The monthly sales target for an employee selling electronics or mobile phones in bustling Mong Kok has hit HK$1 million, Cheung says, much higher than in quiet residential areas. They might receive three per cent of sales as a commission, but even that has a sting in the tale.

"The biggest problem about the retail sector is a low basic salary," she said. "People work very hard to earn commission by meeting targets. But once they manage to do so, bosses again raise the target. It is frustrating."

Government figures show that visitor arrivals rose from 29.6 million in 2009 to 54.3 million last year, boosted by big-spending mainlanders often coming to shop. Retail and catering workers saw wages rise by more than the rest of the workforce during those four years, although salaries in the sector still lag behind the average.

While the median wage for all workers rose by 23 per cent in those four years to HK$14,100 per month, catering staff saw their pay increase 32 per cent, travel agency workers earned 29 per cent more and store staff saw wages rise by 27 per cent. But median wages for all three sectors remained between HK$10,000 and HK$12,000.

Wong Pit-man, head of the Eating Establishment Employees General Union, said tourism and weddings had been the biggest drivers of growth in the catering sector in recent years.

"In busy districts, up to 70 per cent of clients are individual travellers from the mainland," he said.

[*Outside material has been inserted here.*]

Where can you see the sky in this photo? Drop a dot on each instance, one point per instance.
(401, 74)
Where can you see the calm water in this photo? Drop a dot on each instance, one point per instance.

While workers in tourist hubs like Yau Tsim Mong and Causeway Bay could earn HK$1,000 to HK$2,000 more than those elsewhere, they would also work later, perhaps for 10 to 13 hours a day.

And another factor may have had just as much of an effect on pay in the three sectors: the minimum wage introduced in 2011. For example, security guards saw wages grow 45 per cent in the same four-year period despite having few obvious connections to the tourist industry.

"It seems to me that the minimum wage has played a role here," said Dr Leung Tin-cheuk, an assistant professor of economics at Chinese University.

Leung said increasing the supply of land for commerce was crucial to spreading the benefits. Unless more space could be found for shops, rents would skyrocket but there would be little competition to hire staff and no need to pay them more.

A government report earlier this year found that tourism contributed 4.5 per cent of the city's gross domestic product and offered over 230,000 jobs, including about 40 per cent of retail jobs.

Although the report concluded that Hong Kong could cope with a further increase to an estimated 70 million visitors in 2017, citizens were not convinced.

This month, Chief Executive Leung Chun-ying said his administration was studying ways to "regulate" tourist numbers.